Andrew Plotkin writes "The Ninth Annual Interactive Fiction competition is underway. Thirty short text adventures are available for download. (BitTorrent preferred.) Anyone may vote, as long as you play at least five games by Nov 15th." Notably out-there names for the text adventures entered in this year's competition include "The Fat Lardo And The Rubber Ducky" and "Slouching Towards Bedlam."

2 of 8 comments (clear)

  1. Slouching Towards Bedlam by Henry+V+.009 · · Score: 3, Informative
    "Slouching Towards Bedlam" is, I believe a reference to this poem by Yeats:
    The Second Coming

    TURNING and turning in the widening gyre
    The falcon cannot hear the falconer;
    Things fall apart; the centre cannot hold;
    Mere anarchy is loosed upon the world,
    The blood-dimmed tide is loosed, and everywhere
    The ceremony of innocence is drowned;
    The best lack all conviction, while the worst
    Are full of passionate intensity.

    Surely some revelation is at hand;
    Surely the Second Coming is at hand.
    The Second Coming! Hardly are those words out
    When a vast image out of Spiritus Mundi
    Troubles my sight: somewhere in sands of the desert
    A shape with lion body and the head of a man,
    A gaze blank and pitiless as the sun,
    Is moving its slow thighs, while all about it
    Reel shadows of the indignant desert birds.
    The darkness drops again; but now I know
    That twenty centuries of stony sleep
    Were vexed to nightmare by a rocking cradle,
    And what rough beast, its hour come round at last,
    Slouches towards Bethlehem to be born?
    And, of course, the word Bedlam comes from the colloquial pronunciation of "Hospital of Saint Mary of Bethlehem" founded in 1247 as a priory, and converted to a lunatic hospital sometime before 1402. It was converted to a state lunatic asylum on the dissolution of the monasteries in 1547. (From The Online Etymological Dictionary).

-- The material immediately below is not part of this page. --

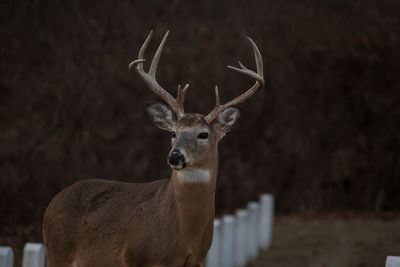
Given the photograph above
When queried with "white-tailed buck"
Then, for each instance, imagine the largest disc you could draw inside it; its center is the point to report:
(163, 223)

    I just thought all that was neat.
  2. Notes from the Comp Organizer by Sargent1 · · Score: 5, Informative

    Hi, I'm the competition organizer this year. In case you're wondering, all but a handful of the submitted games can be run on a myriad of OSes and platforms. You need the interpreters to run them, as most of the games run in various virtual machines; links to interpreters are available on the competition page.

    Let me reiterate the request to use BitTorrent to ease our bandwith requirements. BitTorrent links are available for all of the games in a zip file, all of the games in a Windows installer, and all of the required interpreters for Windows in an installer.

    If you want to download games individually, I'd request you use one of the bigger-bandwidth mirrors, like iBiblio.

    Finally, these are short, often experimental games. Their quality can vary from great to not so great. If this whets your appetite for other text adventures, take a look at Baf's Guide to the IF Archive and the Interactive Fiction Ratings Site for ideas of other good games to play.